Like photochromic sunglasses that respond to light levels, smart windows lighten or darken depending on sunlight or temperature. Automated shades control light levels and solar heat gain. A Lawrence Berkeley National Laboratory study found significant savings on cooling and lighting with smart windows.
Instead of relying on preset schedules and setpoints, automated system optimization uses real-time feedback and a ton of data to operate building systems. Cloud-based remote building monitoring allows building operators (or third-party energy service vendors) to monitor real-time and historic building performance through web-based energy management platforms.
Operators can manipulate smart building systems through computer dashboards—interactive displays of building operations and energy use. Dashboards allow the building operator to centrally visualize and analyze building data and receive alerts on faults detected by the automated system optimization.
Distributed Energy Resources (DER)
Distributed energy resources are grid-connected energy generation and battery storage systems located behind the meter and close to the point of use. Adding smart inverters to distributed energy resources allows continuous two-way communication between the DER and the power grid. That makes them responsive to utility load signals, time-of-use electricity rates, demand-response events, and power disturbances.

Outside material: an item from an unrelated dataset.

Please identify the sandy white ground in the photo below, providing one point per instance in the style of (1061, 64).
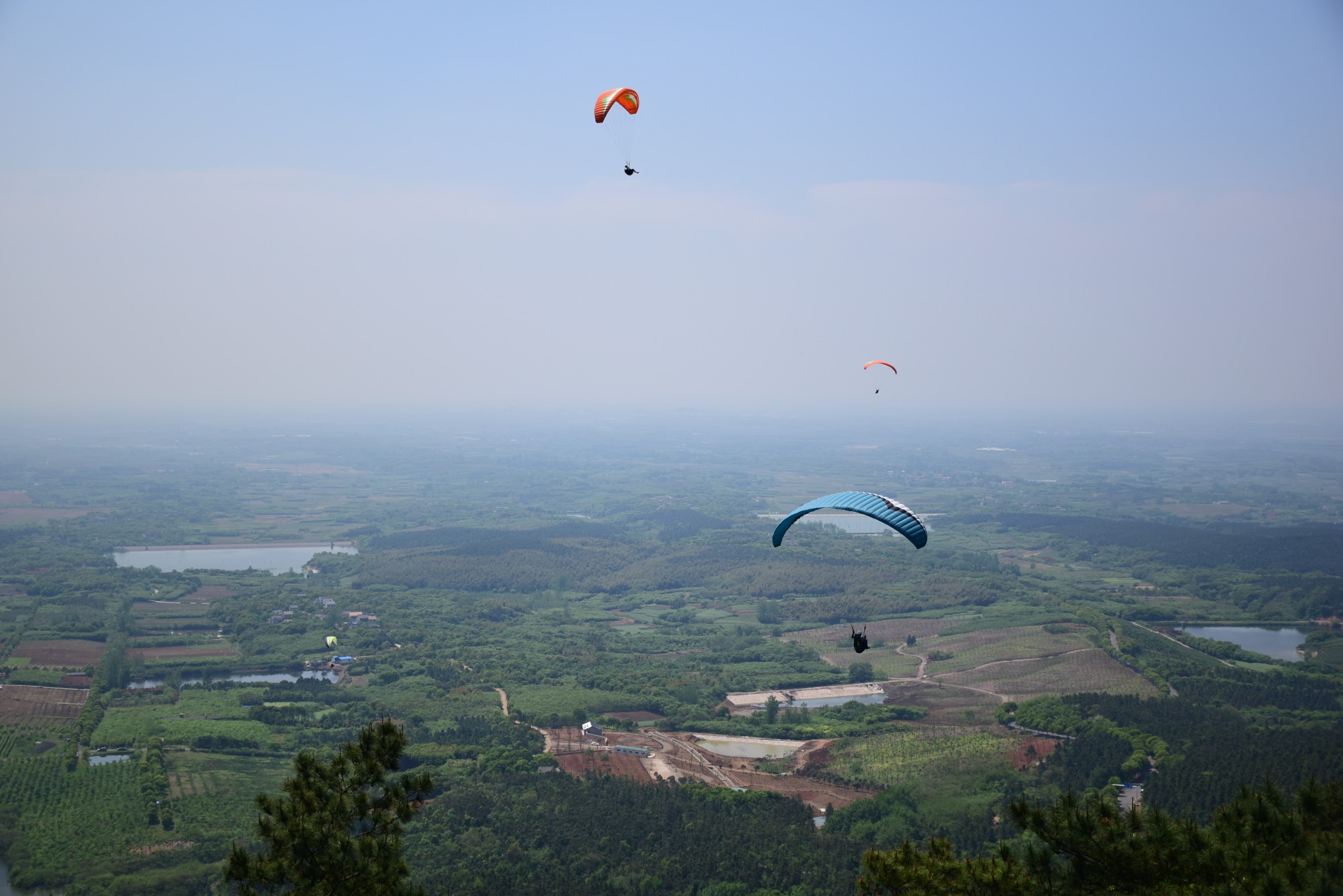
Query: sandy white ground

Advanced power strips cut power to appliances when not used, minimizing so-called vampire loads. Smart ceiling fans sense when to turn and whether to pull air away or toward workspaces. Smart appliances can be programmed, operated remotely, and interact automatically with the grid during demand-response events.
The Time for ESG is now.
Operating your company in line with Environmental, Social, and Governance standards has moved from optional to mandatory. One tested approach to elevate your ESG metrics is reducing your buildings’ energy use and carbon footprint.
The good news? Today’s C-suite executive has the technology and knowledgeable consulting partners to design an effective energy strategy across the entire facilities portfolio. You can transform your portfolio into a smart asset with advanced energy management systems. Instead of contributing to climate change, your buildings can contribute to a better workplace, improved bottom line, supportive investors, and a more sustainable world.